= George Miyasaki =

American painter (1935–2013)

Green Landscape by George Miyasaki, 1957, oil on canvas, Honolulu Museum of Art

Red 48 by George Miyasaki, 1963

George Joji Miyasaki (1935–2013), was an American painter and printmaker, active in the abstract expressionist movement.

== Early life and education ==
George Joji Miyasaki was born in 1935 in Kalopa, Hawaii, and spent part of his childhood in a Japanese internment camp. He moved to California in 1953.
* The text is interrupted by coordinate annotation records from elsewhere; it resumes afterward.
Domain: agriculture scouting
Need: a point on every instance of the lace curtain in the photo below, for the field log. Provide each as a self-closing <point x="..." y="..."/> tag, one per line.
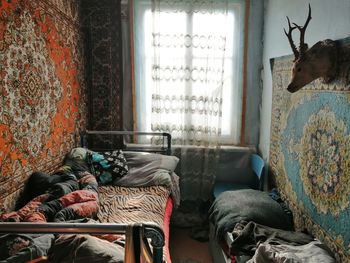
<point x="186" y="82"/>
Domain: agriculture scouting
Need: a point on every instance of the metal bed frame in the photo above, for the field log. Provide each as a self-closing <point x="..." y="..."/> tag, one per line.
<point x="165" y="148"/>
<point x="149" y="230"/>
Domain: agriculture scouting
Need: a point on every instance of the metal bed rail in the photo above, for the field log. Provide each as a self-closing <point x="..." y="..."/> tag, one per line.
<point x="150" y="230"/>
<point x="165" y="148"/>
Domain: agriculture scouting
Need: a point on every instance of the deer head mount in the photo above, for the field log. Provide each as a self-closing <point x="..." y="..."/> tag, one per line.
<point x="311" y="63"/>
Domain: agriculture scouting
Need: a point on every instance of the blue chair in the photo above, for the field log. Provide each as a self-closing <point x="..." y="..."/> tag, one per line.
<point x="257" y="166"/>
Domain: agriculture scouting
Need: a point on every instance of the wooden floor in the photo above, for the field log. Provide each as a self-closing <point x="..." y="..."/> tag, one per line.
<point x="184" y="249"/>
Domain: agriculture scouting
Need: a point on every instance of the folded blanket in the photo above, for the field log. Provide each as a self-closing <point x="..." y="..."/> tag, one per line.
<point x="232" y="207"/>
<point x="271" y="245"/>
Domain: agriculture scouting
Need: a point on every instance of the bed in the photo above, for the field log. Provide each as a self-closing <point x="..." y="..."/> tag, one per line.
<point x="256" y="227"/>
<point x="120" y="211"/>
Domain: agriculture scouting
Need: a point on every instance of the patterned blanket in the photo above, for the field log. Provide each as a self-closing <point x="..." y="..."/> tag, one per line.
<point x="130" y="205"/>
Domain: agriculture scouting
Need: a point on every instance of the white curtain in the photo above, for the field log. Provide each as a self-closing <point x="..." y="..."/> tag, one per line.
<point x="187" y="68"/>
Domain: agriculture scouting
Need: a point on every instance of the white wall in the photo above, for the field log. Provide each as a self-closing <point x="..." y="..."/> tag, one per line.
<point x="330" y="19"/>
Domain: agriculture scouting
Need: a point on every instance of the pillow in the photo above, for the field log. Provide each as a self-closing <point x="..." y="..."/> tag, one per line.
<point x="232" y="207"/>
<point x="146" y="169"/>
<point x="108" y="166"/>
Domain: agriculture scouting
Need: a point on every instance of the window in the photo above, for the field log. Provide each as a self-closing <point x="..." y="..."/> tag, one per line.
<point x="188" y="67"/>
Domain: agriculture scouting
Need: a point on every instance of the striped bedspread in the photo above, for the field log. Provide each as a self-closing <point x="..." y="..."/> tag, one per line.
<point x="132" y="205"/>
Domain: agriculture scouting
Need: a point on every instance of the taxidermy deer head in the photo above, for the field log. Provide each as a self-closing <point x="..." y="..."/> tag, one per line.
<point x="311" y="63"/>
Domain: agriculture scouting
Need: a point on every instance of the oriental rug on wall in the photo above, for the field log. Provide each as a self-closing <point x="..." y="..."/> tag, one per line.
<point x="42" y="101"/>
<point x="310" y="155"/>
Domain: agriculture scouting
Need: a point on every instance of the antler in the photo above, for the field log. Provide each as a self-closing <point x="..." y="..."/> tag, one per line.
<point x="290" y="38"/>
<point x="303" y="46"/>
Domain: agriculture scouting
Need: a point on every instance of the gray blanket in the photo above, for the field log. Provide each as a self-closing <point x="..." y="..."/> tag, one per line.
<point x="271" y="245"/>
<point x="150" y="169"/>
<point x="232" y="207"/>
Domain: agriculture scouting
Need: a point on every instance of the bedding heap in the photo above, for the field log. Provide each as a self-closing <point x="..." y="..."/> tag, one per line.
<point x="262" y="229"/>
<point x="106" y="187"/>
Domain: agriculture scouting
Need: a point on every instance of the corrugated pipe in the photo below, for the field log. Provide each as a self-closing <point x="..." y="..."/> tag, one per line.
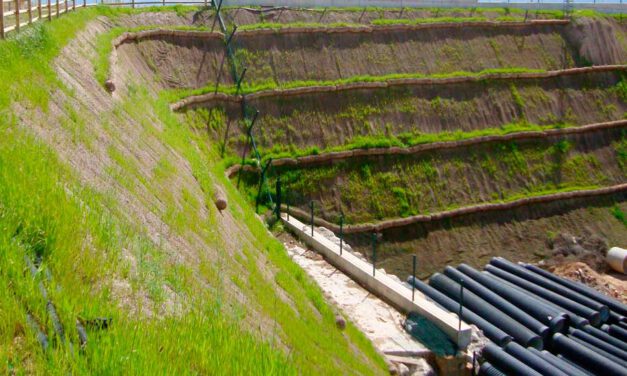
<point x="605" y="346"/>
<point x="574" y="320"/>
<point x="502" y="304"/>
<point x="590" y="314"/>
<point x="549" y="316"/>
<point x="504" y="361"/>
<point x="614" y="305"/>
<point x="488" y="369"/>
<point x="487" y="311"/>
<point x="558" y="363"/>
<point x="548" y="284"/>
<point x="600" y="351"/>
<point x="493" y="333"/>
<point x="586" y="357"/>
<point x="533" y="360"/>
<point x="605" y="337"/>
<point x="618" y="332"/>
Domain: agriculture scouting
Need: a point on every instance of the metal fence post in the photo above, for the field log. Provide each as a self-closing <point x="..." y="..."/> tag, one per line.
<point x="374" y="252"/>
<point x="341" y="232"/>
<point x="1" y="19"/>
<point x="413" y="285"/>
<point x="312" y="224"/>
<point x="17" y="15"/>
<point x="278" y="197"/>
<point x="287" y="202"/>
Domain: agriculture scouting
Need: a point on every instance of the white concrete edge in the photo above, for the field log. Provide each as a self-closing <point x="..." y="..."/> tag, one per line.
<point x="381" y="284"/>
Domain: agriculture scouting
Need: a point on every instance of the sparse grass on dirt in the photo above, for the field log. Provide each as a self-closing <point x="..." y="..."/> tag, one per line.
<point x="85" y="236"/>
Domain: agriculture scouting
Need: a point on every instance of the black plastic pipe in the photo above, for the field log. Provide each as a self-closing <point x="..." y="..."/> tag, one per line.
<point x="588" y="313"/>
<point x="502" y="304"/>
<point x="586" y="357"/>
<point x="573" y="319"/>
<point x="487" y="311"/>
<point x="605" y="346"/>
<point x="504" y="361"/>
<point x="559" y="363"/>
<point x="548" y="284"/>
<point x="600" y="351"/>
<point x="551" y="317"/>
<point x="533" y="360"/>
<point x="488" y="369"/>
<point x="605" y="337"/>
<point x="618" y="332"/>
<point x="613" y="304"/>
<point x="568" y="361"/>
<point x="493" y="333"/>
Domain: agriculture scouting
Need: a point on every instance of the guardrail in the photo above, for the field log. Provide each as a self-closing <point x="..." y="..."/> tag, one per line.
<point x="15" y="14"/>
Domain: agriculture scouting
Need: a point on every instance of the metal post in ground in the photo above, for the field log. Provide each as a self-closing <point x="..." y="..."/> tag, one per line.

He received a B.F.A. degree and a B.A.Ed. degree from the California College of the Arts in 1957, and an M.F.A. degree from the same institution in 1958, studying under Richard Diebenkorn and Nathan Oliveira.

== Career ==
After teaching at the California College of the Arts, and Stanford University, he was appointed a full professor at the University of California, Berkeley in 1964. By 1958, he was experimenting with methods and materials, producing what appeared to be the first color lithographs by a West Coast Abstract Expressionist that were widely shown. They were included in 13 exhibitions in 1958 alone. In 1960, Willem de Kooning visited Miyasaki's studio to try his hand at lithography. De Kooning, with the help of Miyasaki and Nathan Oliveira, created at least two abstract lithographs.

Miyasaki's paintings and lithographs from the 1950s, such as Green Landscape, in the collection of the Honolulu Museum of Art, are typical of abstract expressionism. In the 1960s, his work began to incorporate well defined forms, an example of which is Red Eye from 1963. "Miyasaki's paintings radiate an expressionistic intensity derived not from the discordant drips and splashes of the spontaneous Ab Ex encounter, but from a meticulous compositional strategy that uses subtle juxtapositions of color and line to achieve an overall sense of resolution and harmony." In his later Magnolia Editions collagraphs, the "muscular and delicate elements" showed that the West Coast strain of Abstract Expressionism to be every bit as vital and impressive as its New York counterpart," according to Bay Area writer Nick Stone.

His work is included in the collections of The Art Institute of Chicago, the British Museum (London), the Brooklyn Museum, the Honolulu Museum of Art the Metropolitan Museum of Art, the Museum of Fine Arts, Boston, the Museum of Modern Art (New York City), the National Gallery of Art (Washington, D.C), the Philadelphia Museum of Art, the San Francisco Museum of Modern Art, and the Whitney Museum of American Art (New York City).